Jakub Kumoch, seit 2016 polnischer Botschafter in der Schweiz. (Bild: Jacek Proszyk / CC BY-SA 4.0)

Jakub Kumoch, seit 2016 polnischer Botschafter in der Schweiz. (Bild: Jacek Proszyk / CC BY-SA 4.0)

«Polen war das erste Land, das sich Hitler widersetzte und Millionen Bürger verloren hat», sagt er, «wenn ich sehe, wie versucht wird, uns als Tätervolk hinzustellen, wird mir übel.» Kumoch, da macht er kein Hehl daraus, geht es auch um das Ansehen jener Nation, die er seit 2016 in Bern vertritt.

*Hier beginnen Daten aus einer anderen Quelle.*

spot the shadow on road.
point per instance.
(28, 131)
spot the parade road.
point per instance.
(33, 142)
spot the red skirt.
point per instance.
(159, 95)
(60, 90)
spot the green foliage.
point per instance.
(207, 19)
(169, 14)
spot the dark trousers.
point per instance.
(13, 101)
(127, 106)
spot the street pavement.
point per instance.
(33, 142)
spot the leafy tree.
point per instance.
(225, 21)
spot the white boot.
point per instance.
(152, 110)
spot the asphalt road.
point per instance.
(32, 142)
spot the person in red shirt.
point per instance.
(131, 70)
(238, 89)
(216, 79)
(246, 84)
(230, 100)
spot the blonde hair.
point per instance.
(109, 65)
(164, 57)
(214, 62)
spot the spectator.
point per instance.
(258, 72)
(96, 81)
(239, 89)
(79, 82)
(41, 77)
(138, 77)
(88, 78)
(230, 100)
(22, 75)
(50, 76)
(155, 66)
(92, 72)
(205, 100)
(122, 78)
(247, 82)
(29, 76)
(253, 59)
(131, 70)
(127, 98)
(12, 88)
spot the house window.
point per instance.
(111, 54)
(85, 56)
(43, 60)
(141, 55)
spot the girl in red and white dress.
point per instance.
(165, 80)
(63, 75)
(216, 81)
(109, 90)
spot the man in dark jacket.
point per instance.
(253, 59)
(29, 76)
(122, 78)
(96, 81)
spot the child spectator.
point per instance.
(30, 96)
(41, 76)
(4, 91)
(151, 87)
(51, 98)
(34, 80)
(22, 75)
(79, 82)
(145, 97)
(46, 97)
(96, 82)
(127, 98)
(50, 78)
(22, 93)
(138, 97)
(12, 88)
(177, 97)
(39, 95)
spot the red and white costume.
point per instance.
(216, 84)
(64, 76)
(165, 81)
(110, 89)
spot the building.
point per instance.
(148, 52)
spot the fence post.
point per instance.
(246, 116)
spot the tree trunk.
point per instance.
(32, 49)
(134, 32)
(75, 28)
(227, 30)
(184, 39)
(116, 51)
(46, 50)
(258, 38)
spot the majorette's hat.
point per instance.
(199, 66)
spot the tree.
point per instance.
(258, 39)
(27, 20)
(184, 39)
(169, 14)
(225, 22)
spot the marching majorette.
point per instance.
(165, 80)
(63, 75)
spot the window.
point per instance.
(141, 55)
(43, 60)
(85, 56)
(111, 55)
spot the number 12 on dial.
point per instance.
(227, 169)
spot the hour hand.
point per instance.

Und wo immer er dieses Ansehen beschmutzt sieht, greift der 43-Jährige an: auf Twitter und Facebook, in polnischen Medien oder beim Schweizer Presserat, wo er unter anderem schon gegen die NZZ geklagt hat, weil man ihm angeblich zu wenig Gehör schenkte.

«Grauenvolle Zahl»

Jüngst galt sein Furor einem Interview mit dem Historiker Yehuda Bauer. Der hatte der nationalkonservativen polnischen Regierung in der NZZ vorgeworfen, die Geschichte des Holocaust zu verdrehen: «Die Deutschen ermordeten drei Millionen polnische Juden, aber es wurden auch zwischen 150 000 und 200 000 Juden von Polen ermordet. Das wird von der polnischen Regierung geleugnet.» Eben diese Zahlen sind es, die manche Polen in Rage versetzen. Kumoch drückt es so aus: «Für diese grauenvolle Zahl gibt es keinerlei Beweise. Und sie vergiftet die polnisch-jüdischen Beziehungen.» Natürlich habe es in Polen Kollaboration gegeben, wie in anderen besetzten Ländern auch. Dies jedoch in einem «geringeren Ausmass».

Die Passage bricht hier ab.